Methods: This was a retrospective cohort study of adult patients (n=5021) with IBD seen in the national Veterans Health Administration system from 2000 to 2023. The researchers used 3 different methods to try to determine causality of improved outcomes with supplementation of Vitamin D.

  1. “Difference-in-differences (DiD) approach to compare changes in clinical outcomes before and after vitamin D testing between patients who did and did not receive supplementation”
  2. “The regression discontinuity design leveraged the clinical threshold of 30 ng/mL serum 25-hydroxyvitamin D, comparing outcomes in patients just lower than and just higher than this cutoff, who are assumed to be otherwise similar”
  3. “The inverse probability weighting method adjusted for confounding by weighting patients based on their likelihood (propensity) of receiving vitamin D15

Key findings:

  • The median 25-hydroxyvitamin D level was 23 ng/mL, and 41% received vitamin D supplementation
  • Vitamin D supplementation was associated with reduction in IBD-related emergency department visits by 2.17% (34.4% relative risk reduction; P = .007), hospitalizations by 2.64% (53.18% relative risk reduction; P = .003), and corticosteroid prescriptions by 1.29% (25.13% relative risk reduction; P = .066)

Discussion:

  • “Collectively, our data strongly suggest that vitamin D supplementation reduces the risk of IBD flare, underscoring its promise as an effective adjunctive therapy in clinical practice.”
  • “Vitamin D deficiency is prevalent among patients with IBD and is strongly linked to poor clinical outcomes, including higher rates of hospitalization and surgery. Patients with IBD are 64% more likely to be vitamin D deficient compared with healthy control subjects.29
  • “Vitamin D deficiency is prevalent among patients with IBD and is strongly linked to poor clinical outcomes, including higher rates of hospitalization and surgery.
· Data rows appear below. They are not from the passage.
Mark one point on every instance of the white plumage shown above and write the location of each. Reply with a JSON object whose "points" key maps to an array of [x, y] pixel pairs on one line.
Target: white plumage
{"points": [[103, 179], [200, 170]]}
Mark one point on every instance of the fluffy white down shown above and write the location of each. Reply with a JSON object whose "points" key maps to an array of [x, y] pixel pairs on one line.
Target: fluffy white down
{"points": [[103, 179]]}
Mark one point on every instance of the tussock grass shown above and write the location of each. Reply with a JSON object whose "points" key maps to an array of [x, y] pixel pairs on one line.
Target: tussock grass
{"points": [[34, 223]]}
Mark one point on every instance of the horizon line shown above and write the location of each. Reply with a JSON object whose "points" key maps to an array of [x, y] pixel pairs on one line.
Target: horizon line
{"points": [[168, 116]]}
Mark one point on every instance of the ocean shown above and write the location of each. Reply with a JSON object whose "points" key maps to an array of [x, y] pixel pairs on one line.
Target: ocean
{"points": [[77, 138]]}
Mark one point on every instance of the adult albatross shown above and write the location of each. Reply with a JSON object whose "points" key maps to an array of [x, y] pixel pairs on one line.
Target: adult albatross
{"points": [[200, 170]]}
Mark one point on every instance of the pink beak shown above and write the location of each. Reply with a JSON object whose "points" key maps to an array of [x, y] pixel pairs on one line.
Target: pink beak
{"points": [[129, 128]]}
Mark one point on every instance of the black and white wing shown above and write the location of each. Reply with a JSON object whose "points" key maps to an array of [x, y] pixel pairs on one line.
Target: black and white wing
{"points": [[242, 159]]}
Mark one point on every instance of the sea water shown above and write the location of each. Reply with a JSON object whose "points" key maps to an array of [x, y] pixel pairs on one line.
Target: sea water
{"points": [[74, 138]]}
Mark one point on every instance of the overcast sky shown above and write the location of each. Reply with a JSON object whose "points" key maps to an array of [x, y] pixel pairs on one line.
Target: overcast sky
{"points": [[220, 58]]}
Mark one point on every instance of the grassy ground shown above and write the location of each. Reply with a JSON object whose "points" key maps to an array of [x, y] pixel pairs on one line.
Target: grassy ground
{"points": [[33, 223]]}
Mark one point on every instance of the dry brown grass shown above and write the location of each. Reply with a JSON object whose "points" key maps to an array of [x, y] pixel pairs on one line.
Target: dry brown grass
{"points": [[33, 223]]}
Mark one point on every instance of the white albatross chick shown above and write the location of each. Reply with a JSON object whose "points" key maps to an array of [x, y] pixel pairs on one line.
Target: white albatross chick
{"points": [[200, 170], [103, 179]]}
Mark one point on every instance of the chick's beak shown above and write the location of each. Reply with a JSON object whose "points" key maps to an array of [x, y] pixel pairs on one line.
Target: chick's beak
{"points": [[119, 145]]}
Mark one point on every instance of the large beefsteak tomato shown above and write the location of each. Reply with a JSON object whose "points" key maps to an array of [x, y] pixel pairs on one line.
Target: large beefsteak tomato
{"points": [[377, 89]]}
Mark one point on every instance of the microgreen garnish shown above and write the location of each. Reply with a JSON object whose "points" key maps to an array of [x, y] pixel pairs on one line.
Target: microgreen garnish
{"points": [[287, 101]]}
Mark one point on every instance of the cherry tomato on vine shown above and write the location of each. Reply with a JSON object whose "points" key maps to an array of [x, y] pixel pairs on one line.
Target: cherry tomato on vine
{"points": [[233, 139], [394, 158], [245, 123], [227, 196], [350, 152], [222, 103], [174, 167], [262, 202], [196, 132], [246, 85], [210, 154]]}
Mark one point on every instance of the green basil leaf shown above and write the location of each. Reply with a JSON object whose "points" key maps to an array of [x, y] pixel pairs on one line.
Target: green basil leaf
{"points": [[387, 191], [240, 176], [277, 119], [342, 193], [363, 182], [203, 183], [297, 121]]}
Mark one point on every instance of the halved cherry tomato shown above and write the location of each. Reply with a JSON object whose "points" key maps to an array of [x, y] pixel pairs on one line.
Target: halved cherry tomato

Patients with IBD are 64% more likely to be vitamin D deficient compared with healthy control subjects.29
  • “Although these findings support a strong association between vitamin D deficiency and worse clinical outcomes, they do not address whether supplementation itself mitigates the risk of adverse events, because disease severity confounds this relationship.33 Our study fills this knowledge gap and provides rigorous real-world data to support the effectiveness of vitamin D supplementation.”

My take: There have been large studies (eg. VITAL) study showing that Vitamin D supplementation does not help most people in the general population. In addition, many individuals with IBD who have low Vitamin D levels may see improvement in Vitamin D status by treating the IBD (without Vitamin D supplement). Yet, studies like this one by Sninsky indicate that Vitamin D supplementation is associated with improved outcomes in this retrospective cohort; the study methods likely indicate a causal effect of supplementation; however, a prospective randomized controlled study would be more definitive.